Rarely has a film made gang activity as simultaneously attractive and repellent as Royston Tan’s 15: The Movie, a hyper-stylised depiction of Singapore’s teenage male counterculture. The emphasis here is certainly on male: apart from Playboy-style posters covering bedroom walls, women are barely seen in the film: the boys’ social activities revolve solely around each other and interactions with other all-male gangs, while their sex lives seem to purely consist of watching porn and engaging in homoerotic bonding rituals.
15: The Movie began life as an acclaimed 25-minute short film, and in some respects it might have worked better in that format; its relentless stylistic idiosyncrasies – music video sequences, video game graphics and frequent use of text on screen – making for a refreshingly original and often amusing experience.
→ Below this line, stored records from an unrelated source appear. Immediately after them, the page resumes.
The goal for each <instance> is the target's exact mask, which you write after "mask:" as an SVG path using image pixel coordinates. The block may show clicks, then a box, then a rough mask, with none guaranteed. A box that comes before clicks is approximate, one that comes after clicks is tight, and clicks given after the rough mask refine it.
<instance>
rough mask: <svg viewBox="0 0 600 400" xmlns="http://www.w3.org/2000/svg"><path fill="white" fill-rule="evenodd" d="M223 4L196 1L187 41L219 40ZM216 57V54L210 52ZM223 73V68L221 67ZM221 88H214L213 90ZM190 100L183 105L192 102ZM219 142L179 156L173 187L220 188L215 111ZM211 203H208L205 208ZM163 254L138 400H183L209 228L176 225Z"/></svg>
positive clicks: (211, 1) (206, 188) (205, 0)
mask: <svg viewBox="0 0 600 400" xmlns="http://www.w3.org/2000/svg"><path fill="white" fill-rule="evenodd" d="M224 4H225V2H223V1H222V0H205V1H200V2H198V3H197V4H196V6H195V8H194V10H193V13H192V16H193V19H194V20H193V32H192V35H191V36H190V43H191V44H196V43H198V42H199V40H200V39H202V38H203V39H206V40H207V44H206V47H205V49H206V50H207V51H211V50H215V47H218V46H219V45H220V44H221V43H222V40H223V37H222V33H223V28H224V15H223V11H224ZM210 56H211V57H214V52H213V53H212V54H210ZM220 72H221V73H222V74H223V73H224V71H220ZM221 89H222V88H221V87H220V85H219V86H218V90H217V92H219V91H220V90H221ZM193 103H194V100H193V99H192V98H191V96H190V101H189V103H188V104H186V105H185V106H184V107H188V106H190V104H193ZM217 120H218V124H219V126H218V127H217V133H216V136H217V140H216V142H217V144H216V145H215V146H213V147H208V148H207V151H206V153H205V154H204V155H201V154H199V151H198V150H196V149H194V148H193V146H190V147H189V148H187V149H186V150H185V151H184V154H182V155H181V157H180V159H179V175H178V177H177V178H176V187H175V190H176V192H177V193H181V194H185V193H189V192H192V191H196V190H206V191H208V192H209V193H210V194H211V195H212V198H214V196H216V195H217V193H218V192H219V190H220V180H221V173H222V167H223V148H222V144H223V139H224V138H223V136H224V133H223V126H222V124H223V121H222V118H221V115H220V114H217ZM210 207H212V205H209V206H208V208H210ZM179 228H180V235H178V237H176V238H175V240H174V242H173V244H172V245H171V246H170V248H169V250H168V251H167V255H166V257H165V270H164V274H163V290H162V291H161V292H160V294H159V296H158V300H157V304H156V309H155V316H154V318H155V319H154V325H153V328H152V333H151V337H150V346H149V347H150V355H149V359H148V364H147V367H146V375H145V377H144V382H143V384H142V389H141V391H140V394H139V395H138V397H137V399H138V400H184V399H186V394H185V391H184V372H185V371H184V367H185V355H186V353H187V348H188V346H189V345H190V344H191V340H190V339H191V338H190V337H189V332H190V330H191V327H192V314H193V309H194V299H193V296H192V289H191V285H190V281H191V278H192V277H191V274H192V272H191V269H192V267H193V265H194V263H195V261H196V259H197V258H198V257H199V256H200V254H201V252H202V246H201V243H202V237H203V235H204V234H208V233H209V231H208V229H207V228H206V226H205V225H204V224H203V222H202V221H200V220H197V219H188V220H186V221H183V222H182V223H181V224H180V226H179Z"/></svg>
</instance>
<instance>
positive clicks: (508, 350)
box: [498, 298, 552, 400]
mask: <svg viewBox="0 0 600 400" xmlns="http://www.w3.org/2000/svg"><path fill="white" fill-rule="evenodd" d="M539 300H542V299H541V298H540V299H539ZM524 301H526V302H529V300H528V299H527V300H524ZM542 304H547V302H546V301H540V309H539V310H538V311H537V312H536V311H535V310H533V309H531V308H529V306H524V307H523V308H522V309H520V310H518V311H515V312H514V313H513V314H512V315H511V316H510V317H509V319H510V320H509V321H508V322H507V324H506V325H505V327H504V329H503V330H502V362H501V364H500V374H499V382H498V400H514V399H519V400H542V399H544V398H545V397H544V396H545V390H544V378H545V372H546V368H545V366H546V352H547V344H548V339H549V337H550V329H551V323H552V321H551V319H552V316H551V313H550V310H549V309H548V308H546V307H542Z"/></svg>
The feature’s sidestep into a longer parallel narrative, on the other hand, gets a little wearying: while it retains much of the first section’s energy and creativity, this second chapter does start to drag, inevitably repeating the same (to be fair, genuinely interesting) points about the desire for connection that lurks beneath the bravado and sexual nihilism of many young men.
The point at which the film stops being fun will vary for different viewers. For some, it might be the sudden bursts of gang violence or scenes of the protagonists obnoxiously harassing random members of the public; for me, it’s a sequence in which one of the teenagers attempts to force a plastic bag full of contraband down his throat in a public toilet, gagging and crying throughout. It’s like something out of a Tsai Ming-liang film, and probably a better advertisement against drug smuggling than any punishment the Singaporean government could come up with.